The Bute House Agreement, officially the Cooperation Agreement between the Scottish Government and the Scottish Green Party Parliamentary Group, was a power-sharing agreement between the Scottish National Party (SNP) government and the Scottish Greens which was agreed in August 2021 to support the Third Sturgeon government and then was reaffirmed to support the First Yousaf government.

The Agreement detailed the way in which the Scottish Government and the Green Group in Parliament worked together, the appointment of Green ministers, excluded policy areas from the Agreement, confidence and supply and dispute resolution. The agreement was accompanied by a shared policy programme, which sets out in detail where the two decided to collaborate.

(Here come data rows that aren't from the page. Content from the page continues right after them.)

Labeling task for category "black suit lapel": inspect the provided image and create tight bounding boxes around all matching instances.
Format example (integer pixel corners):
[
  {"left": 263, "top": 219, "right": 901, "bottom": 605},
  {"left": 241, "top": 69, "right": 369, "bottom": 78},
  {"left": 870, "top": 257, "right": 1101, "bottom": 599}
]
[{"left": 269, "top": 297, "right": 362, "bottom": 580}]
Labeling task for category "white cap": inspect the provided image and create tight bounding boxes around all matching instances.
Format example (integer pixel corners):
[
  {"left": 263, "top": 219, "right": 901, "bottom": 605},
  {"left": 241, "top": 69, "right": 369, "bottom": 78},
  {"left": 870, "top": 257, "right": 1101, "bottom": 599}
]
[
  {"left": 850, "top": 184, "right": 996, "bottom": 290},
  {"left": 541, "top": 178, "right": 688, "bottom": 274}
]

In her autobiography, Nicola Sturgeon suggested that part of her considerations in forming the agreement was the possibility of an electoral pact with the Greens at the next Scottish Parliament election "with the SNP focusing on constituency seats and the Greens on the list" although she "wasn't yet sure in [her] own mind about it."

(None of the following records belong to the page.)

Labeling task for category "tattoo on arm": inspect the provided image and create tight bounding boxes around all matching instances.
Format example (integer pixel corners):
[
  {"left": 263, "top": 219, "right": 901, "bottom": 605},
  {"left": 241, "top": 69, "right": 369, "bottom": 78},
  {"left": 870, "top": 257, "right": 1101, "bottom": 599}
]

On 31 August 2021, the SNP and Greens entered a power-sharing arrangement which resulted in the appointment of two Green MSPs as junior ministers in the government, delivery of a shared policy platform, and Green support for the government on votes of confidence and supply. There was no agreement on oil and gas exploration, but the government now argued that it had a stronger case for a national independence referendum.

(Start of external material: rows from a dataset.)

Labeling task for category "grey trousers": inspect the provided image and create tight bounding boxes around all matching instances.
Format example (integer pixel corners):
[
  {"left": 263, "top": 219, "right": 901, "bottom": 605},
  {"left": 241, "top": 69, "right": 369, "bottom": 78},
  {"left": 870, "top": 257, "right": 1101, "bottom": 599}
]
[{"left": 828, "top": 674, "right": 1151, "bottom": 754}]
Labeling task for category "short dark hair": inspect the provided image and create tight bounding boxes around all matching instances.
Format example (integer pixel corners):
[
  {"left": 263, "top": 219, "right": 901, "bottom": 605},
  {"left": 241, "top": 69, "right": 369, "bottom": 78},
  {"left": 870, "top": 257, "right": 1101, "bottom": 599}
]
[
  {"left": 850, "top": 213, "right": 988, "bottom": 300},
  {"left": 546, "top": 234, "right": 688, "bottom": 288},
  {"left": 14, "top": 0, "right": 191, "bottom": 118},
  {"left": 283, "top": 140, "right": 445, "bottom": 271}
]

The agreement was a key part of the 2023 SNP leadership election, with candidates Kate Forbes and Ash Regan critical of it, while Humza Yousaf was supportive. Following Yousaf's victory, he initially maintained the agreement during his first ministry. On 25 April 2024, following a meeting at Bute House, it was decided by First Minister Yousaf that the power sharing agreement would come to an end with immediate effect. The resulting government crisis led to Yousaf's resignation.

== Background ==

=== Previous SNP-Green collaboration ===
Following the 2007 Scottish Parliament election, the SNP won the largest amount of seats but fell short of an overall majority. As a result of this, then SNP leader Alex Salmond sought to form a coalition with the Liberal Democrats. When those talks failed, the SNP chose to form a one-party minority government. The Greens signed an agreement where the Greens supported SNP ministerial appointments, but did not offer support for any confidence or budget votes ("confidence and supply"). The draft agreement was unanimously endorsed by the SNP's national executive committee.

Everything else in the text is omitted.